An intracluster correlation coefficient (ICC) for binary outcome data is neither a natural parameter of the data generating model nor a function of its parameters. Several methods for calculation have been suggested (Wu, Crespi, and Wong, 2012). We provide several versions of ICCs for comparison. These can be accessed in the bincalcICC() function.

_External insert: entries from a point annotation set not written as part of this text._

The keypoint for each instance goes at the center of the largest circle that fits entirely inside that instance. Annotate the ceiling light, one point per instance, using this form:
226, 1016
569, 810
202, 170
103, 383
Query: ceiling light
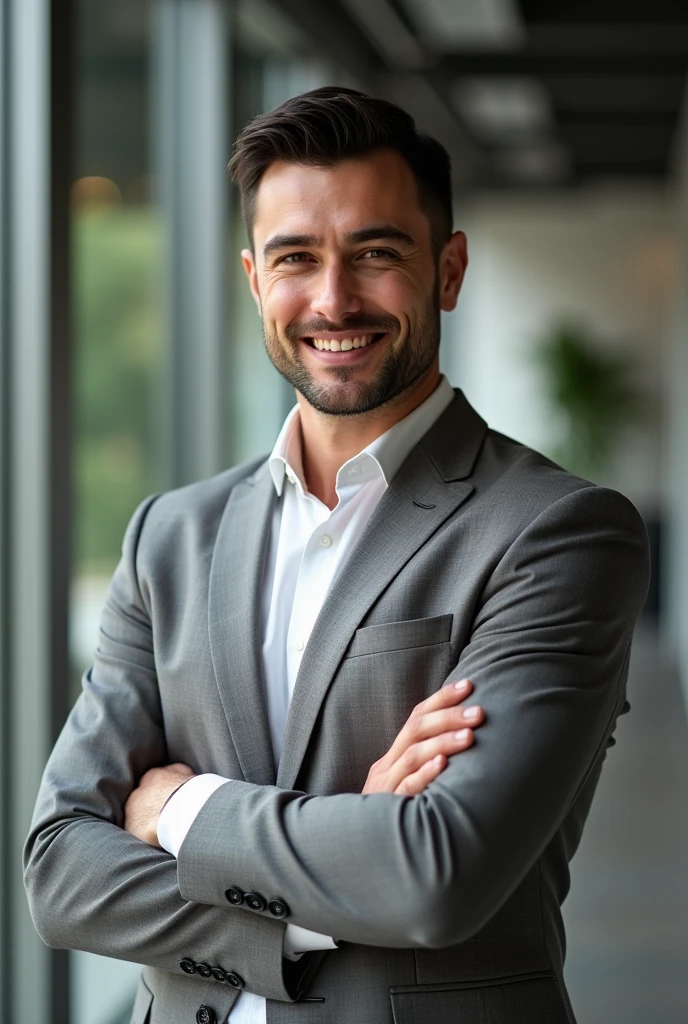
495, 107
450, 25
539, 164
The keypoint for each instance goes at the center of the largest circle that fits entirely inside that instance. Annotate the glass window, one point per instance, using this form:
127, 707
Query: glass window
118, 355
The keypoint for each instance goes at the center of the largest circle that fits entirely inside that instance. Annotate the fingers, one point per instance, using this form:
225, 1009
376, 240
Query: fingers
419, 755
417, 781
154, 775
439, 713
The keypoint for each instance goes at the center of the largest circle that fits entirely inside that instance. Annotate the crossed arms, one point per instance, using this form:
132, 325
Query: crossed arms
548, 657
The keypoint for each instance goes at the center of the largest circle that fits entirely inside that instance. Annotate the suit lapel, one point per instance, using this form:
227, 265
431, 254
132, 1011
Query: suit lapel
233, 621
428, 488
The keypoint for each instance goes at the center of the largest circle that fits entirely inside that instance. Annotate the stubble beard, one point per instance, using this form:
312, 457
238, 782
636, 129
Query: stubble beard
347, 396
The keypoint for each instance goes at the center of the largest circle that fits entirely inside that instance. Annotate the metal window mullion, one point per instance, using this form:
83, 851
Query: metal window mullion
190, 100
34, 473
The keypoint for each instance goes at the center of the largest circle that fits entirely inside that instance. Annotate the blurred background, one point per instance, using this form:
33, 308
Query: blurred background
131, 360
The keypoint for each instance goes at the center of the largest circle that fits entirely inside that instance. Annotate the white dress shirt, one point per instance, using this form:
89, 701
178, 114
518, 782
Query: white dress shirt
308, 545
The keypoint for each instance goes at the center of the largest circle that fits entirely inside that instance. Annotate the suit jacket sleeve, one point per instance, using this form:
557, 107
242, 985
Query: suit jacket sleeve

# Estimate power for a trial with 10 clusters in each arm, 20 subjects in
# each cluster, with a probability of 0.8 in the first arm and 0.5 in the
# second arm, with a sigma_b_sq = 1 in the first arm sigma_b_sq = 1.2 in
# the second arm.

## Not run: 
binary.sim = cps.binary(nsim = 100, nsubjects = 20,
  nclusters = 10, p1 = 0.8,
  p2 = 0.5, sigma_b_sq = 1,
  sigma_b_sq2 = 1.2, alpha = 0.05,
  method = 'glmm', allSimData = FALSE)

## End(Not run)

# Estimate power for a trial just as above, except that in the first arm,
# the clusters have 10 subjects in 9 of the 10 clusters and 100 in the tenth
# cluster, while in the second arm all clusters have 20 subjects.

## Not run: 
binary.sim2 = cps.binary(nsim = 100,
  nsubjects = c(c(rep(10,9),100), rep(20,10)),
  nclusters = 10, p1 = 0.8,
  p2 = 0.5, sigma_b_sq = 1,
  sigma_b_sq2 = 1.2, alpha = 0.05,
  method = 'gee', allSimData = FALSE)

## End(Not run)